In Alan Bruce's book Into the Line of Fire, Bruce said of Frank: "I doubt if any other person did more to lift the status of firefighters during his career in Dunedin, Christchurch and then as an influential Fire Commissioner, than he did."
A year after moving to New Zealand, Frank graduated from the Institution of Fire Engineers, an organisation he became president of in 1957.
He became station officer of the Christchurch brigade in 1953 before moving to Dunedin in 1955 to take up the role of deputy chief fire officer in Dunedin.
He made his return to Christchurch in 1969 as chief fire officer to continue the brigade's modernisation through improved models of fire engines.
Fire and Emergency NZ national area commander urban Paul McGill said Frank made a "significant" contribution to firefighters and to the professionalisation of the role throughout his career.
"He was a very highly regarded and progressive chief fire officer in both the Dunedin and Christchurch brigade," McGill said.

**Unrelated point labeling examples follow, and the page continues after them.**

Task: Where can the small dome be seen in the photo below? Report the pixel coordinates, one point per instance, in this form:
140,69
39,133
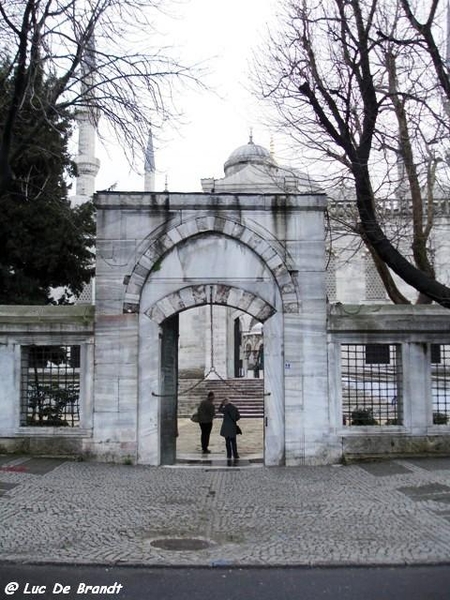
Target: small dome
250,153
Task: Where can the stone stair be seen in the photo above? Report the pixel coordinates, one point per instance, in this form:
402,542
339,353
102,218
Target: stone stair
246,394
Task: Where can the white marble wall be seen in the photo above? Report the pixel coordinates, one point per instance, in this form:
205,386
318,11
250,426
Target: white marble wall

In 1971, Frank was awarded the Queen's Fire Service Medal in recognition of his contribution.
Frank's most significant deployment came in 1974 when he was appointed to the NZ Fire Services Commission, tasked with forming the National Fire Service two years later.
"He was right there when the NZ Fire Service was established and he was selected from a wide range of officers, which is a sign of his calibre," McGill said.
He was awarded the QEII Silver Jubilee Medal in 1977, and made an officer of the Order of the British Empire in 1980.
Frank, Sir Jack Hunn and W. J. Henderson, became the country's first Fire Commissioners, moulding the national fire service throughout the country.
He remained a commissioner for eight years until 1982, a year after he turned 60, the retirement age at the time, concluding 33 years in the NZ Fire Service.
Chris Hardy said his father was "very loving and kind – he was always there for me".
"We grew closer in the later years, as is often the case with parents."
His main lesson he handed down was to "work hard".
"He was very self-sufficient, I mean he was still driving up until the day he died."
Frank died at Burwood Hospital on September 15. He was 96.
On September 22, a funeral was held for Frank at Westpark Chapel, in Burnside, and was attended by hundreds.
"There was a huge fire brigade presence and they formed a guard of honour. It must have been at least 80 people long," his son said.
He was taken away in the historic No. 1 fire truck, often used for funerals of significant firefighters. There was added meaning for Frank though – he actually rode it when it was operational.